What’s negative 2 to the fourth power? 16? -16? If you put “-2^4″ into the TI-83, you get -16. But we know that (-2)(-2) = 4 and (-2)(-2) = 4, and (4)(4) = 16. So why does the calculator give us -16?
This post is no doubt for the high schooler and not for someone addicted to the )( buttons on the calculator like I am. I parenthesize. It comes from a fear that something will go negative that should be positive. I have reminded my students more times than I can count to parenthesize, so many times, in fact, that I am more than sure that most tune me out as soon as they hear the first syllable. But still the negative raised to an even number sneaks past the best of ‘em.

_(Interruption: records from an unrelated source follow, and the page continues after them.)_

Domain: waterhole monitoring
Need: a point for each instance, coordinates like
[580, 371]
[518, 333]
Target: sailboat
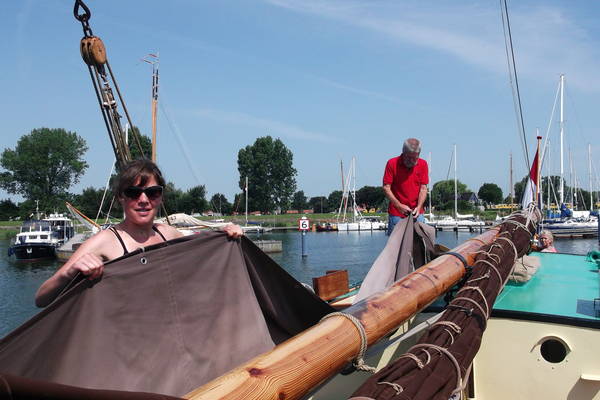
[461, 222]
[355, 221]
[540, 336]
[571, 224]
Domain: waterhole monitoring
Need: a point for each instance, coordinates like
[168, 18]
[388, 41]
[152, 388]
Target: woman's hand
[88, 264]
[233, 231]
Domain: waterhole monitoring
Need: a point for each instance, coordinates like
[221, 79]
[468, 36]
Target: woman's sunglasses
[152, 192]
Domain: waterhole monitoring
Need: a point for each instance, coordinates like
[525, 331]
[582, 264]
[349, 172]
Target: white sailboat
[355, 221]
[464, 222]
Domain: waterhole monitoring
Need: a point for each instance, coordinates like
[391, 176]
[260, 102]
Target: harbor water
[354, 251]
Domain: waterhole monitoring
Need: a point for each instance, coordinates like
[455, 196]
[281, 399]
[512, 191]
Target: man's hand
[404, 209]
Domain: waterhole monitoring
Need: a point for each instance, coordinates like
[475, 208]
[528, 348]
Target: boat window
[553, 350]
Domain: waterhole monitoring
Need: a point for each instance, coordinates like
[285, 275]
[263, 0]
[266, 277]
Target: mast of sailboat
[590, 173]
[429, 189]
[246, 190]
[153, 60]
[511, 188]
[562, 133]
[455, 187]
[539, 170]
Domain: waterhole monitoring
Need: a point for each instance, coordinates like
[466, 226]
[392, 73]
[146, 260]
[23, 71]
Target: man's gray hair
[411, 145]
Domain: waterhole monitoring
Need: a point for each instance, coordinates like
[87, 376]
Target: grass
[282, 220]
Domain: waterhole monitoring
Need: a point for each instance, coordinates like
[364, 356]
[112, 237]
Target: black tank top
[114, 230]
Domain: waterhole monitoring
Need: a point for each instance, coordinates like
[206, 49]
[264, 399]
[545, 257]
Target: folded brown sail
[410, 246]
[164, 320]
[439, 364]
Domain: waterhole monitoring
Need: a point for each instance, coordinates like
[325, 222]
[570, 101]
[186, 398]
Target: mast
[539, 170]
[429, 188]
[246, 189]
[455, 187]
[511, 187]
[154, 62]
[590, 172]
[562, 133]
[571, 180]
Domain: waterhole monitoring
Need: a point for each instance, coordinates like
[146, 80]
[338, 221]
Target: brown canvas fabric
[458, 331]
[165, 320]
[409, 247]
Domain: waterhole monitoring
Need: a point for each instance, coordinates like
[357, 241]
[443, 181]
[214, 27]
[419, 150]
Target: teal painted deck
[565, 285]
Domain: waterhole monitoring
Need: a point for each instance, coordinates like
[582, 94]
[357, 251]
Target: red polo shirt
[405, 183]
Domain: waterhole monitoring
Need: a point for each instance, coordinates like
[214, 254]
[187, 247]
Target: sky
[332, 79]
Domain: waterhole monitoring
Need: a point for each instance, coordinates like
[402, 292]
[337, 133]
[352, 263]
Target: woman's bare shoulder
[168, 231]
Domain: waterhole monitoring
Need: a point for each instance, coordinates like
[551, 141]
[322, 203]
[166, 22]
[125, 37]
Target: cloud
[269, 126]
[547, 39]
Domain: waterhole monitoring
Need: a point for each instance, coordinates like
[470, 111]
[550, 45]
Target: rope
[478, 290]
[359, 362]
[459, 381]
[483, 313]
[512, 245]
[399, 389]
[500, 280]
[487, 253]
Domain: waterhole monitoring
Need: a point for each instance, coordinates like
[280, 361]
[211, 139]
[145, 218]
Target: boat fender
[594, 256]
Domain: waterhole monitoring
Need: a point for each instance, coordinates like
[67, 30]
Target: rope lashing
[478, 290]
[460, 257]
[444, 351]
[359, 362]
[512, 245]
[493, 267]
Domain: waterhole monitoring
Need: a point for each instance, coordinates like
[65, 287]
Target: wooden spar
[295, 367]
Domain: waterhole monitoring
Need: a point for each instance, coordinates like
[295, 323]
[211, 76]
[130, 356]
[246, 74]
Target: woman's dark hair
[144, 169]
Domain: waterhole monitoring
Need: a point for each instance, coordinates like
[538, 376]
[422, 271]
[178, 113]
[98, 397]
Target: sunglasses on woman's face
[152, 192]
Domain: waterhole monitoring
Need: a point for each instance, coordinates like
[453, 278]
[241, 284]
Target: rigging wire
[512, 71]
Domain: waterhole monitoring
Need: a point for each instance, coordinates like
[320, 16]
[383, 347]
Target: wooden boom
[294, 367]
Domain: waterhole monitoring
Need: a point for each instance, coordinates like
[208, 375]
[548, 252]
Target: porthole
[553, 350]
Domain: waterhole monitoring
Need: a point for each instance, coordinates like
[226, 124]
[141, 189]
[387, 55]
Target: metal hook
[86, 11]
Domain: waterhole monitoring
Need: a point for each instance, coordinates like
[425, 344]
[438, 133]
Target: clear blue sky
[332, 79]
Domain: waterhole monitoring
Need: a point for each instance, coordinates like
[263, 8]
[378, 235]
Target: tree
[145, 142]
[172, 198]
[490, 193]
[442, 194]
[220, 204]
[319, 204]
[299, 201]
[44, 165]
[193, 201]
[8, 210]
[268, 165]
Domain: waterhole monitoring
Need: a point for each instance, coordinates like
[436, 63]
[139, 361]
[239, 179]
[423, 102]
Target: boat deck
[564, 287]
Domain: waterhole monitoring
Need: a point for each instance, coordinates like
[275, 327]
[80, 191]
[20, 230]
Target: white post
[562, 133]
[455, 188]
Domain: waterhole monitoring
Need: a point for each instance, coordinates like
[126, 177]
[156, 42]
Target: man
[405, 184]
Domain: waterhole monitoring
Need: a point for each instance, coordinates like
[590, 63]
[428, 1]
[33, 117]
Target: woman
[547, 242]
[139, 189]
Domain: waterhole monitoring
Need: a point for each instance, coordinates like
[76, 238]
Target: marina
[354, 251]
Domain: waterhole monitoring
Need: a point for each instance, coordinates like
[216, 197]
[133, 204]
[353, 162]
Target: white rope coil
[359, 362]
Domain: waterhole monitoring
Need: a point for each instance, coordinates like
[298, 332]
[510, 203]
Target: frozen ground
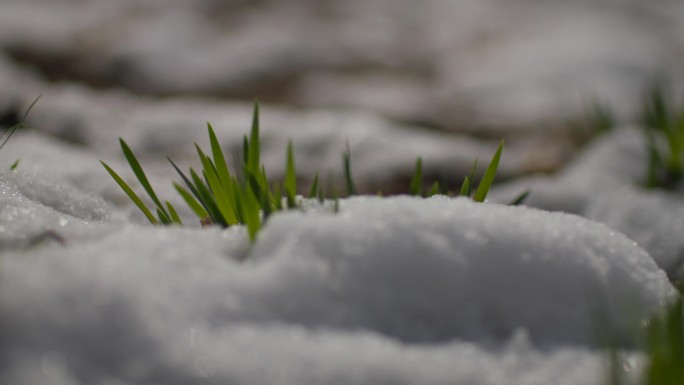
[396, 290]
[466, 64]
[387, 291]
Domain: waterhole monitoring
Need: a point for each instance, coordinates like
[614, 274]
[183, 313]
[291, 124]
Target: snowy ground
[388, 290]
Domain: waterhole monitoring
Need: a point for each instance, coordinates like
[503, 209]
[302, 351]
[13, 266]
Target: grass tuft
[219, 197]
[663, 124]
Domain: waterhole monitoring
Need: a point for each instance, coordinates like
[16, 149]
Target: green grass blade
[520, 199]
[219, 158]
[163, 218]
[251, 212]
[277, 197]
[188, 183]
[465, 187]
[349, 181]
[254, 147]
[30, 107]
[434, 190]
[140, 174]
[220, 195]
[12, 130]
[313, 191]
[417, 180]
[290, 177]
[488, 177]
[207, 199]
[471, 177]
[175, 218]
[191, 201]
[265, 194]
[131, 194]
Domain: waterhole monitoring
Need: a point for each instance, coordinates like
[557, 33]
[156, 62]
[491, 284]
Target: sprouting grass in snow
[467, 189]
[663, 348]
[663, 124]
[220, 197]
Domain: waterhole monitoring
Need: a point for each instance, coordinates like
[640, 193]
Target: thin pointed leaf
[12, 130]
[277, 197]
[188, 183]
[254, 152]
[220, 195]
[290, 177]
[520, 199]
[471, 178]
[192, 202]
[434, 190]
[465, 187]
[163, 218]
[349, 181]
[313, 191]
[207, 199]
[131, 194]
[219, 158]
[488, 177]
[417, 180]
[140, 174]
[30, 107]
[173, 213]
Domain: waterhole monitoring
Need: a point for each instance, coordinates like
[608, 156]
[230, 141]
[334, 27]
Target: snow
[603, 183]
[389, 290]
[479, 63]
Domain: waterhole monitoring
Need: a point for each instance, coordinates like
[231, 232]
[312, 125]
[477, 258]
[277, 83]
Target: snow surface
[460, 64]
[387, 291]
[604, 183]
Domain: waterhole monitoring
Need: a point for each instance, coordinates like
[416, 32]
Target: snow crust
[395, 290]
[605, 183]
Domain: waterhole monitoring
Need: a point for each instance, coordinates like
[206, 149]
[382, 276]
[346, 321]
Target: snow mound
[395, 290]
[439, 269]
[605, 184]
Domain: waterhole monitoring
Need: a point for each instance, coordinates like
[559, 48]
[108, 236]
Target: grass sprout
[663, 346]
[663, 124]
[166, 213]
[246, 197]
[478, 194]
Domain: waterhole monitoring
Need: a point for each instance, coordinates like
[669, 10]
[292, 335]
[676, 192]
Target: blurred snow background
[396, 291]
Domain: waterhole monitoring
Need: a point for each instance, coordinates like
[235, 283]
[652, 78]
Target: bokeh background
[455, 76]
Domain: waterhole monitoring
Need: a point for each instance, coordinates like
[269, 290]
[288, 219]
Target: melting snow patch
[387, 291]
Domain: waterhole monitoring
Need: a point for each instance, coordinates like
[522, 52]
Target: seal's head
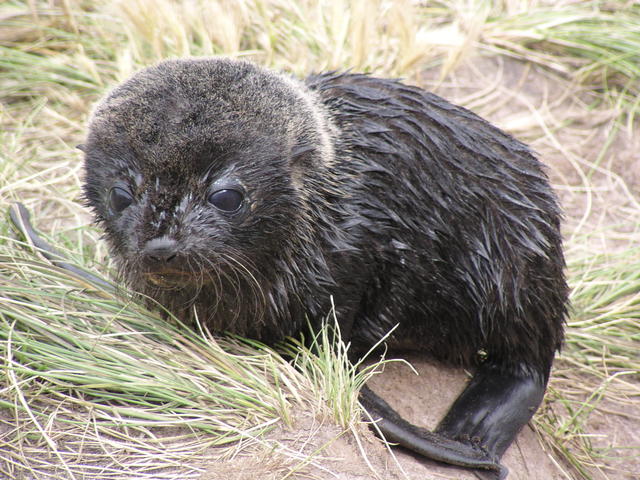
[199, 172]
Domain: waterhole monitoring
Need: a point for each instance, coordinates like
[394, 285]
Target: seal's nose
[161, 252]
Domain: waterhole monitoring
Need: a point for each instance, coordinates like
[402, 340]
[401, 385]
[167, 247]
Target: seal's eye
[119, 199]
[226, 200]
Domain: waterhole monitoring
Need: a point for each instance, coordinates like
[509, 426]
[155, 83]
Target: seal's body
[249, 199]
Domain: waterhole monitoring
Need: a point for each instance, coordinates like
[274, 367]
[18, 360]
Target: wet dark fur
[403, 207]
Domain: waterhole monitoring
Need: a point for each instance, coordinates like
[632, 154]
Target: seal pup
[248, 199]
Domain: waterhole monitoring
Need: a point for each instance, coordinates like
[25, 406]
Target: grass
[86, 372]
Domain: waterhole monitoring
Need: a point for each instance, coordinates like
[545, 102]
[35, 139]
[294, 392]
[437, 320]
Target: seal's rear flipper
[431, 445]
[493, 408]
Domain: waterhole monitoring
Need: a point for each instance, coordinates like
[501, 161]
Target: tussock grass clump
[90, 375]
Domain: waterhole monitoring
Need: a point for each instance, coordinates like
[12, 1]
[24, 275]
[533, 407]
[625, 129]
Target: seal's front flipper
[428, 444]
[493, 408]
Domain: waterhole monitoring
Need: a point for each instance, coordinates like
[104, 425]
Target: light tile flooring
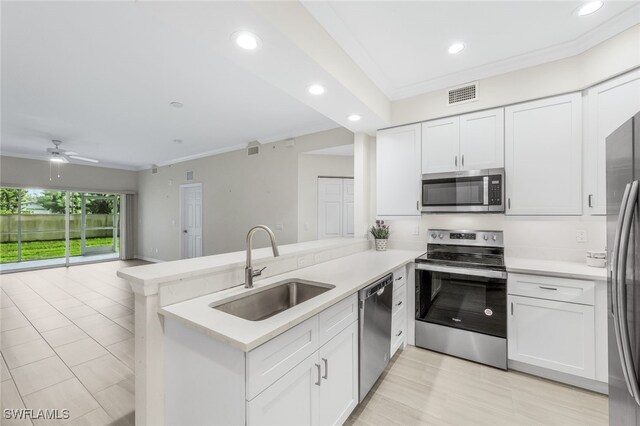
[67, 343]
[426, 388]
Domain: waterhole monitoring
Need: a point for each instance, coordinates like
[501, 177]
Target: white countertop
[348, 274]
[555, 268]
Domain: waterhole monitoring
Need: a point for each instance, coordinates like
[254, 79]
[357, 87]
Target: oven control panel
[466, 238]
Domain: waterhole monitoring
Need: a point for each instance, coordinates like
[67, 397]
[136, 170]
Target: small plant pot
[381, 245]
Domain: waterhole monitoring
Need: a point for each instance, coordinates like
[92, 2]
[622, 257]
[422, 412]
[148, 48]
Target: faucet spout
[249, 273]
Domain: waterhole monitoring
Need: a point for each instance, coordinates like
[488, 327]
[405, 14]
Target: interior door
[191, 220]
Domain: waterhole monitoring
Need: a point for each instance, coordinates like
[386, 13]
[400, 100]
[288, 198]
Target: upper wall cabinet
[398, 171]
[466, 142]
[543, 157]
[608, 106]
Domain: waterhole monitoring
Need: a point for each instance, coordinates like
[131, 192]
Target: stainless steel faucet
[249, 273]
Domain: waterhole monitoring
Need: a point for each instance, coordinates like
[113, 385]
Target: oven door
[454, 193]
[473, 300]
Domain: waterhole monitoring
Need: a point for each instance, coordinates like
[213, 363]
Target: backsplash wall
[549, 238]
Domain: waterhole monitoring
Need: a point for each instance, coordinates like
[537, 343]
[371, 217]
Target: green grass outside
[34, 250]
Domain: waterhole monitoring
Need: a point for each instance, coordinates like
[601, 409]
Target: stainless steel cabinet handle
[319, 375]
[626, 355]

The evil negative base reared its ugly head again today when I graded papers on the geometric sequence an = a1 • r^(n-1) where:
an = the value of the nth term
a1 = first term’s value
r = ratio of change (ie “doubling” would be 2)
n = the terms placement (ie: 5th term would be n = 5)
“Find a7 if a1 = 5 and r = -2.” The answer I or course got more than the correct answer was ” -320″. What should the answer be? “320″. The problem should be written out first as: 5(-2)^(7-1) to make the process clear.
At least no one gave -1,000,000 as an answer. There’s still hope!